WiiLi.org

[beeloot]

Hello all,

In reference to the disassembly of the Wiimote made by Sparkfun, I would like to know if somebody already went further and tried to modify the firmware of the 8051 microcontroller. They provide a raw dump of the I2C EEPROM on their website.

My idea is to use the PCB of the Wiimote as the basis for some robotics project.

Any info on 8051 firmware reverse-engineering? Anyone interested?

[beeloot]

I started to reverse engineer the firmware of the 8051 microcontroller.

Here is some random info, just starting:

- EEPROM offset 0x1770 is mapped at address 0x7F35 in 8051 program space (this is not the entry point of the firmware though)

- Bluetooth class number is at 0x7F3F

- Bluetooth HID descriptor table is at 0x80BC

- Found three jump tables:

* Address 0x8714, size 32 entries
* Address 0x8781, size 32 entries
* Address 0x87EE, size 11 entries

The last table is a table of command handlers for Bluetooth output reports (i.e. address 0x87EE has a jump to the command handler of output report 0x10, address 0x87F1 jumps to command handler of output report 0x11, etc).

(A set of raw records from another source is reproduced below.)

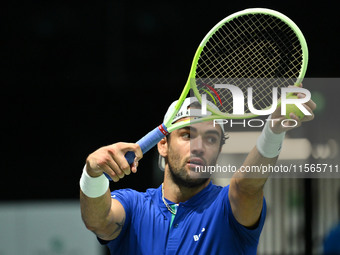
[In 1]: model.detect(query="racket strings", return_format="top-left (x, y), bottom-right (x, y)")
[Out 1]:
top-left (196, 14), bottom-right (302, 113)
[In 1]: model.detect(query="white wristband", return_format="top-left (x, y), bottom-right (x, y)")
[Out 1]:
top-left (256, 121), bottom-right (286, 158)
top-left (79, 165), bottom-right (109, 198)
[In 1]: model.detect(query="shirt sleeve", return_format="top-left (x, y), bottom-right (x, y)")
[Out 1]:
top-left (223, 185), bottom-right (267, 245)
top-left (98, 189), bottom-right (137, 244)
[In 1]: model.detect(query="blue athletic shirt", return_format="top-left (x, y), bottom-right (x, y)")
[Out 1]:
top-left (99, 182), bottom-right (266, 255)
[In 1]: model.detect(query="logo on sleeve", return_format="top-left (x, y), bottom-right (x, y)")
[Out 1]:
top-left (194, 228), bottom-right (205, 242)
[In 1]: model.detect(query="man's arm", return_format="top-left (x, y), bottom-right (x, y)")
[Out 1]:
top-left (80, 143), bottom-right (143, 240)
top-left (229, 94), bottom-right (316, 228)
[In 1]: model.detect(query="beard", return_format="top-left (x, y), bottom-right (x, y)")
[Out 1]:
top-left (167, 150), bottom-right (217, 188)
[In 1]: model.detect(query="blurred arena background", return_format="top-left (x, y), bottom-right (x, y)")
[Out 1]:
top-left (0, 0), bottom-right (340, 255)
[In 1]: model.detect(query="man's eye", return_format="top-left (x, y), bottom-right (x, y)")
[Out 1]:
top-left (182, 133), bottom-right (190, 139)
top-left (206, 136), bottom-right (217, 144)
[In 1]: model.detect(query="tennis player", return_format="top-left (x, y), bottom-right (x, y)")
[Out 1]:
top-left (80, 94), bottom-right (316, 255)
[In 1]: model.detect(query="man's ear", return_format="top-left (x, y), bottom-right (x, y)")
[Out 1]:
top-left (157, 137), bottom-right (168, 158)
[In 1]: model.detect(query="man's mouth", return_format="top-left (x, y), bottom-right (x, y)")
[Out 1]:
top-left (187, 157), bottom-right (206, 168)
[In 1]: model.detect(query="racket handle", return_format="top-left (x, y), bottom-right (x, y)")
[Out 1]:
top-left (104, 124), bottom-right (169, 180)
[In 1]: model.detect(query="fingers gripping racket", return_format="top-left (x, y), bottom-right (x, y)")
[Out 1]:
top-left (106, 8), bottom-right (308, 179)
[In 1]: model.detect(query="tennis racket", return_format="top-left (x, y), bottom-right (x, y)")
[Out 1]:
top-left (106, 8), bottom-right (308, 179)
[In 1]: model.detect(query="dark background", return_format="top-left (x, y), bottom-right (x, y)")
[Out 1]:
top-left (0, 1), bottom-right (340, 200)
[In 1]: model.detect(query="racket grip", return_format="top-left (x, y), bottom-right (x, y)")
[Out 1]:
top-left (104, 124), bottom-right (169, 180)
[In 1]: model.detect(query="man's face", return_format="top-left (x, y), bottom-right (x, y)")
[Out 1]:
top-left (167, 122), bottom-right (222, 187)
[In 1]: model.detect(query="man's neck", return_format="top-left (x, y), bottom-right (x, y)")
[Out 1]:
top-left (163, 177), bottom-right (210, 204)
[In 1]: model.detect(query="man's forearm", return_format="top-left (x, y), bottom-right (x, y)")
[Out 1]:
top-left (80, 189), bottom-right (112, 232)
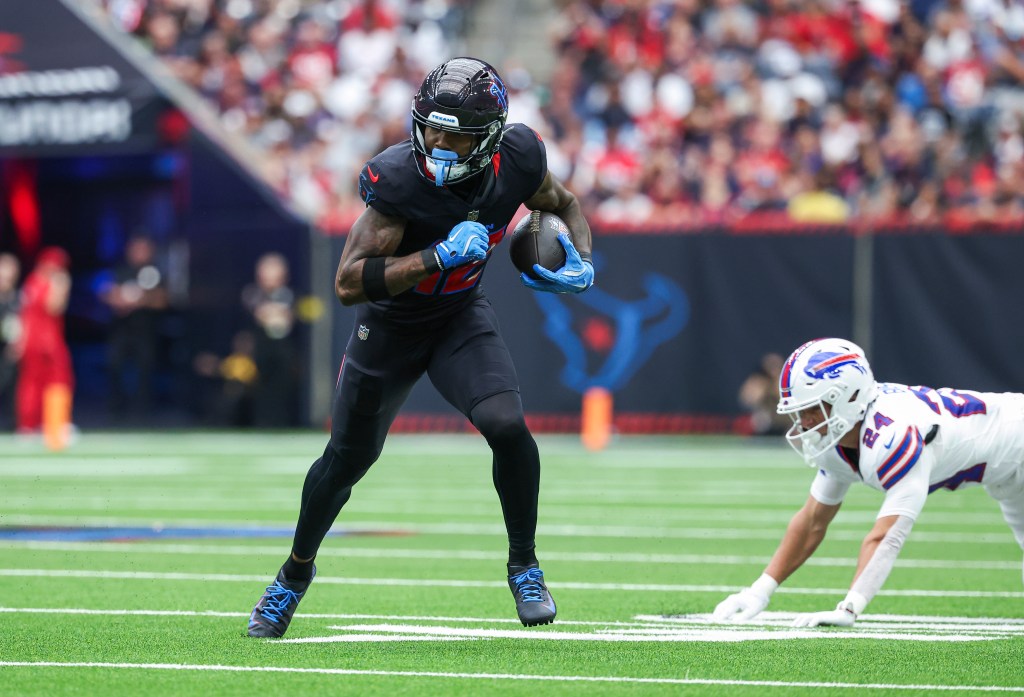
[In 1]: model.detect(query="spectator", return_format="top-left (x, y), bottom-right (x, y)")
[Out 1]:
top-left (193, 332), bottom-right (259, 428)
top-left (16, 247), bottom-right (75, 435)
top-left (97, 0), bottom-right (1024, 228)
top-left (0, 253), bottom-right (22, 429)
top-left (737, 353), bottom-right (793, 436)
top-left (99, 235), bottom-right (168, 418)
top-left (242, 253), bottom-right (299, 428)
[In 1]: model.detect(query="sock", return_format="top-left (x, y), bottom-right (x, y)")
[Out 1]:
top-left (508, 547), bottom-right (540, 576)
top-left (281, 555), bottom-right (313, 583)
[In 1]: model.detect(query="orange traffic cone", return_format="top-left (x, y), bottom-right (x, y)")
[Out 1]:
top-left (43, 385), bottom-right (71, 450)
top-left (581, 387), bottom-right (612, 450)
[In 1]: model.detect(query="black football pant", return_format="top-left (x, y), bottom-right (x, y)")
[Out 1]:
top-left (292, 298), bottom-right (541, 563)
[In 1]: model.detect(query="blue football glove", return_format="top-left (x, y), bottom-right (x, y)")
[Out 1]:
top-left (437, 220), bottom-right (490, 269)
top-left (519, 232), bottom-right (594, 293)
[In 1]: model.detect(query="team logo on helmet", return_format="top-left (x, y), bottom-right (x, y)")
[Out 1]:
top-left (489, 74), bottom-right (509, 111)
top-left (804, 351), bottom-right (866, 380)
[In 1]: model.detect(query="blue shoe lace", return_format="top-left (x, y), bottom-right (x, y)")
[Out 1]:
top-left (510, 567), bottom-right (544, 603)
top-left (260, 580), bottom-right (302, 622)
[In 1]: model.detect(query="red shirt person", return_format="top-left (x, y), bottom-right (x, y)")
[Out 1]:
top-left (16, 247), bottom-right (75, 433)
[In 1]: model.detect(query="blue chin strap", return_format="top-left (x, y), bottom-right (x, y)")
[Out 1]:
top-left (430, 147), bottom-right (459, 186)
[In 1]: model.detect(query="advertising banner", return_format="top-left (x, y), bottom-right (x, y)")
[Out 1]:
top-left (0, 0), bottom-right (166, 157)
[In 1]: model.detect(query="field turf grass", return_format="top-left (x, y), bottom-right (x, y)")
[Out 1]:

I am curious to see if there is some sort of CRC built-in. For example, does altering the string at EEPROM offset 0x178C (Nintendo RVL-CNT-01) actually changes the Bluetooth name of the device? Or perhaps changing some unused values just to see if the Wiimote still functions correctly.

Does anyone have the possibility to easily backup / modify the contents of the I2C EEPROM? I don't own a Wiimote so at the moment I am not able to try this myself.